The US Department of Justice is investigating Nvidia for potential antitrust violations, following complaints that it may have leveraged its market dominance in AI chips to pressure cloud providers and unfairly bundle products. The probe includes allegations of price discrimination against customers using rival chips.

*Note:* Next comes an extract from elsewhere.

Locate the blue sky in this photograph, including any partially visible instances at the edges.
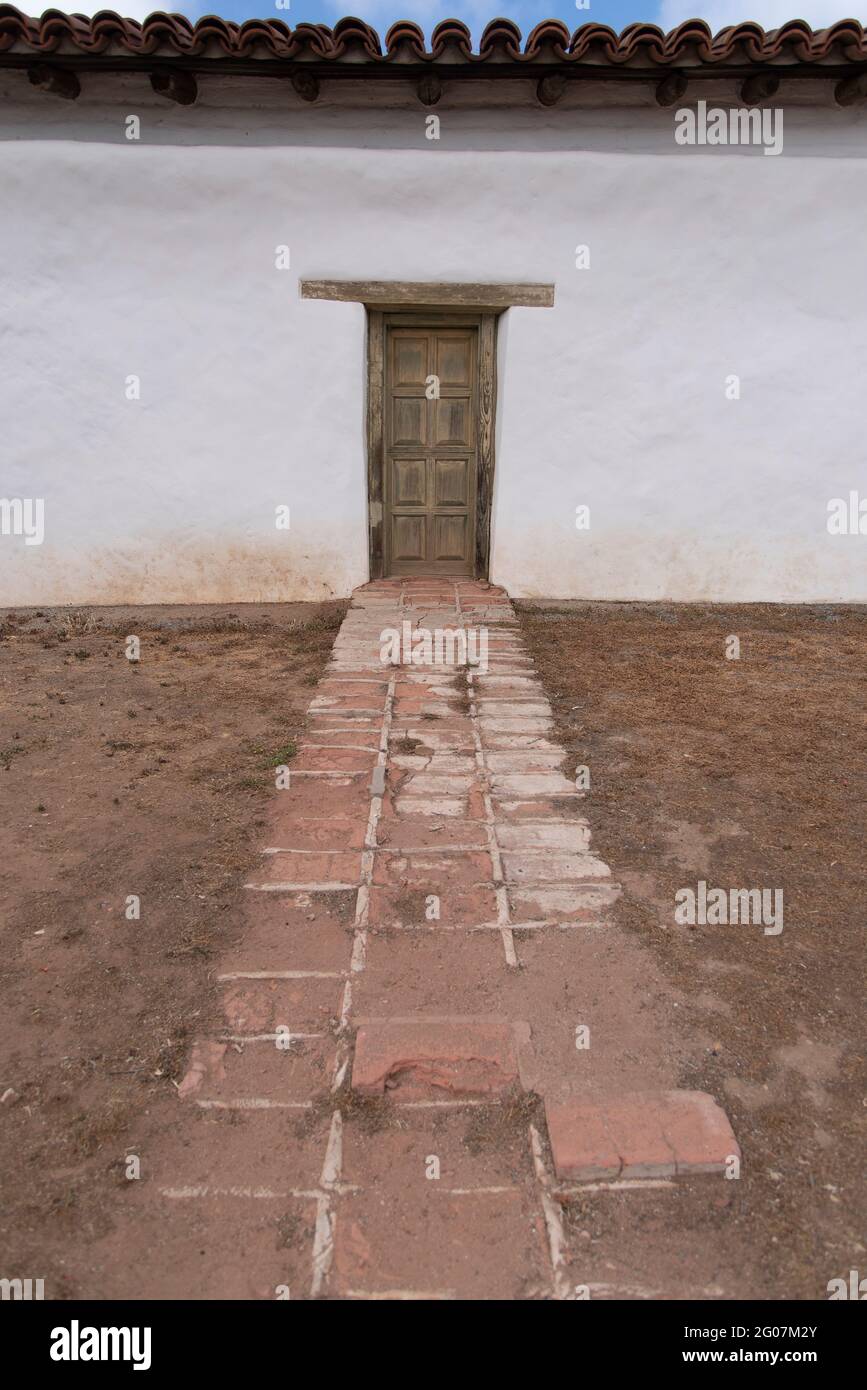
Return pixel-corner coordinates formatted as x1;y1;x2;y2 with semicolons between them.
71;0;867;38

Eli Lilly's shares rose 3.5% in regular trading yesterday after Zepbound's trial showed a 38% reduction in death and hospitalisation risk for obesity-related heart failure patients. The drug, already known for weight loss, significantly improved heart failure symptoms and may bolster insurance coverage. Lilly plans to submit results for regulatory approval later this year.

Berkshire Hathaway has sold over $3.8 billion worth of Bank of America shares since mid-July, including 19.2 million shares between 30 July and 1 August. Despite these sales, Berkshire remains the largest shareholder with a 12.1% stake. The divestment followed a significant rise in the bank's share price.

BNP Paribas is in exclusive talks to acquire AXA Investment Managers for €5.1 billion, enhancing its asset management scale. AXA aims to refocus on core insurance businesses. The deal, expected to close by mid-2025, will also include a 15-year investment management services agreement. AXA reported stronger-than-expected revenue and announced a separate €423 million acquisition of Gruppo Nobis.

HSBC raised its price target for Microsoft to $533, citing confidence in revenue acceleration despite a slightly below-expectation 1QFY25 guidance. Microsoft's Q4FY24 revenue was $64.727 billion, up 15.2% YoY. Azure's growth slowed to 29%, but is expected to accelerate with increased AI capacity in FY2025. HSBC maintains a Buy rating.